According to tests, MusicLM works better than older systems in terms of audio quality and fidelity to the written descriptions. MusicLM can be conditioned on both text and a melody by changing whistled and hummed melodies to match a text caption’s description of that style.
It also unveiled MusicCaps, the first evaluation dataset collected specifically for the task of text-to-music generation. It is a hand-curated, high-quality dataset of 5.5k music-text pairs prepared by musicians.
Read the full paper here.
Key Features
MusicLM can create music from any text description. Plus, if the audio of a melody is given, it can generate new music inspired by that melody customized by prompts. It turned someone humming ‘Bella Ciao’ into a cappella chorus. It can generate audio with stories and progression and also generate music from paintings.
Training Process
Each stage is modelled as a sequence-to-sequence task leveraging decoder-only Transformers.

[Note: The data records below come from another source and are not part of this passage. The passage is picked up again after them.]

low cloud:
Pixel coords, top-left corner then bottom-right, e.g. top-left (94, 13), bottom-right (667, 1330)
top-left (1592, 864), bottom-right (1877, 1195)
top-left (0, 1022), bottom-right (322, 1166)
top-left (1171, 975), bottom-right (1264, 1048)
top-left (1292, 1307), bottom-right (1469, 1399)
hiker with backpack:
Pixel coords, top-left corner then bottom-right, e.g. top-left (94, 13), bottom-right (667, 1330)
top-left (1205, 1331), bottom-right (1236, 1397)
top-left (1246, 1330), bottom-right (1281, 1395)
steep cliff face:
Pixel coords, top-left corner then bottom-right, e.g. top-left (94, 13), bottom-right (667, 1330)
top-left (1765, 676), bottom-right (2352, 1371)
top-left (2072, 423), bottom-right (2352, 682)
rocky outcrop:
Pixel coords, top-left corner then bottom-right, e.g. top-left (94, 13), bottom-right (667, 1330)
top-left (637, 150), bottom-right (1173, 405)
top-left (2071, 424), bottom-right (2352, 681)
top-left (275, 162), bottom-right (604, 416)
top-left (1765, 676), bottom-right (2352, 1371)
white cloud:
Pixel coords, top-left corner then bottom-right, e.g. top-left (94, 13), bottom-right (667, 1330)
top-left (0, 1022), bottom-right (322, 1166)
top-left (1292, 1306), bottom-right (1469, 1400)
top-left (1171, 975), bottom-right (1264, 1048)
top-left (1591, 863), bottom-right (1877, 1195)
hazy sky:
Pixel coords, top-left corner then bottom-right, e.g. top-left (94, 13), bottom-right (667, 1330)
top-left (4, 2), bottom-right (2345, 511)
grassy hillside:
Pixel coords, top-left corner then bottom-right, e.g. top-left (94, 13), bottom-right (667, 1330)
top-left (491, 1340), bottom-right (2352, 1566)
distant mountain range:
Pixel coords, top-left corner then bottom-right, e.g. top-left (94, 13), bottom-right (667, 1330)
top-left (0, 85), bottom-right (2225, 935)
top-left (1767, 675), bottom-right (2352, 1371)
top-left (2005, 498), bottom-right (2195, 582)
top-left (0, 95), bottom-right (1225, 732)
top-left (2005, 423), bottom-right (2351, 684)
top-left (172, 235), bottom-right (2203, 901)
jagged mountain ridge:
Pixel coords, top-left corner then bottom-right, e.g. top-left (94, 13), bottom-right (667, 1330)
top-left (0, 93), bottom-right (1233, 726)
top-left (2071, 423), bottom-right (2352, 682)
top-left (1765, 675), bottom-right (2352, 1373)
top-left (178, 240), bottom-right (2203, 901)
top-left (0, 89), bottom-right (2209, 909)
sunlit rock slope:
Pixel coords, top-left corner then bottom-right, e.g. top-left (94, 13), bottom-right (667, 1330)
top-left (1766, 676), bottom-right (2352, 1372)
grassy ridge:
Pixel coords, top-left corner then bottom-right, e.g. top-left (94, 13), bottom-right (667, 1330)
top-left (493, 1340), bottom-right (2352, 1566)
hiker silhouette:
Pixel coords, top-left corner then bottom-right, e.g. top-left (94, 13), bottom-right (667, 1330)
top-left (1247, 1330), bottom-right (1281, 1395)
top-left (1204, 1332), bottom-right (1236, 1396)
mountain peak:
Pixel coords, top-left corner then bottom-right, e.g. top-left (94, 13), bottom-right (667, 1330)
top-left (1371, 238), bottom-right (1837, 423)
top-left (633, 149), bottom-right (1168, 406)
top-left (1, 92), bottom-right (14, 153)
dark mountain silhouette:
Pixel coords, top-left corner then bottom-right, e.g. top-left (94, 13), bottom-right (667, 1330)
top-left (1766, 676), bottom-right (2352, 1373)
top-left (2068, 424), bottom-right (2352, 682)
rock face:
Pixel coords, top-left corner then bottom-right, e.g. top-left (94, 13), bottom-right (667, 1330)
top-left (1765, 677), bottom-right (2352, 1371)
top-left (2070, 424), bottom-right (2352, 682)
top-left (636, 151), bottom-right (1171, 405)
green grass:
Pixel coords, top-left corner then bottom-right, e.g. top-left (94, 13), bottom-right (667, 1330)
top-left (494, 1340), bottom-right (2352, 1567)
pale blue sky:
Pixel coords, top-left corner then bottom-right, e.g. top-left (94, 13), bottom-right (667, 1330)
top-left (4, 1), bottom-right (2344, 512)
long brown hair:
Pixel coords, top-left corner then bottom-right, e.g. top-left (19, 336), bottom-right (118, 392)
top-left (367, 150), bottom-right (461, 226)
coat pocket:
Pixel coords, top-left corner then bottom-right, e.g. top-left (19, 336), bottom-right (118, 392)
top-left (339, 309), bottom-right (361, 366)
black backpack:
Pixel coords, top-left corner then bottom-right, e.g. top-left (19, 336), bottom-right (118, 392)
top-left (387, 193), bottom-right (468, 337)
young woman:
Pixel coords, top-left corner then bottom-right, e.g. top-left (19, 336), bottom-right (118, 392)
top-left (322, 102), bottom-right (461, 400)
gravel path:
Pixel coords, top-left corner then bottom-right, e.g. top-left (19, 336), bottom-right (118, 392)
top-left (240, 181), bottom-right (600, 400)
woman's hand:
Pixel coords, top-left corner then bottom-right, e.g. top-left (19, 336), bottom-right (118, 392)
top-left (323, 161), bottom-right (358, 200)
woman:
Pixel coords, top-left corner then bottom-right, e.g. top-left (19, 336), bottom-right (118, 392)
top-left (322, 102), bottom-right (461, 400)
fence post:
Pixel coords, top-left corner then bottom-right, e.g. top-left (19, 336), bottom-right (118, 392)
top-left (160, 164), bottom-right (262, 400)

During training, MuLan audio tokens, semantic tokens, and acoustic tokens from the audio-only training set are extracted.
In the semantic modelling stage, semantic tokens are predicted using MuLan audio tokens as conditioning.
In the next acoustic modelling stage, the model predicts acoustic tokens with both MuLan audio tokens and semantic tokens.
During inference, MuLan text tokens, computed from the text prompt, are used as a conditioning signal and convert the generated audio tokens to waveforms using the SoundStream decoder.
Limitations
Some limitations of the method are inherited from MuLan, in that the model misunderstands negations and does not adhere to the precise temporal ordering described in the text.
The Music DALL-E
Similarly to how DALL-E 2 uses CLIP for text encoding, MusicLM is based on a joint music-text embedding model for the same purpose. But unlike DALL-E 2, which uses a diffusion model as a decoder, MusicLM’s decoder is based on AudioLM.
Two weeks ago, Microsoft released VALL-E, a new language model approach for text-to-speech synthesis (TTS) that uses audio codec codes as intermediate representations. It demonstrated in-context learning capabilities in zero-shot scenarios after being pre-trained on 60,000 hours of English speech data.
However, Google has announced it will not make MusicLM available to the public due to potential risks. These include the possibility of programming biases leading to underrepresentation and cultural appropriation, technical errors, and the risk of unauthorized use of creative content.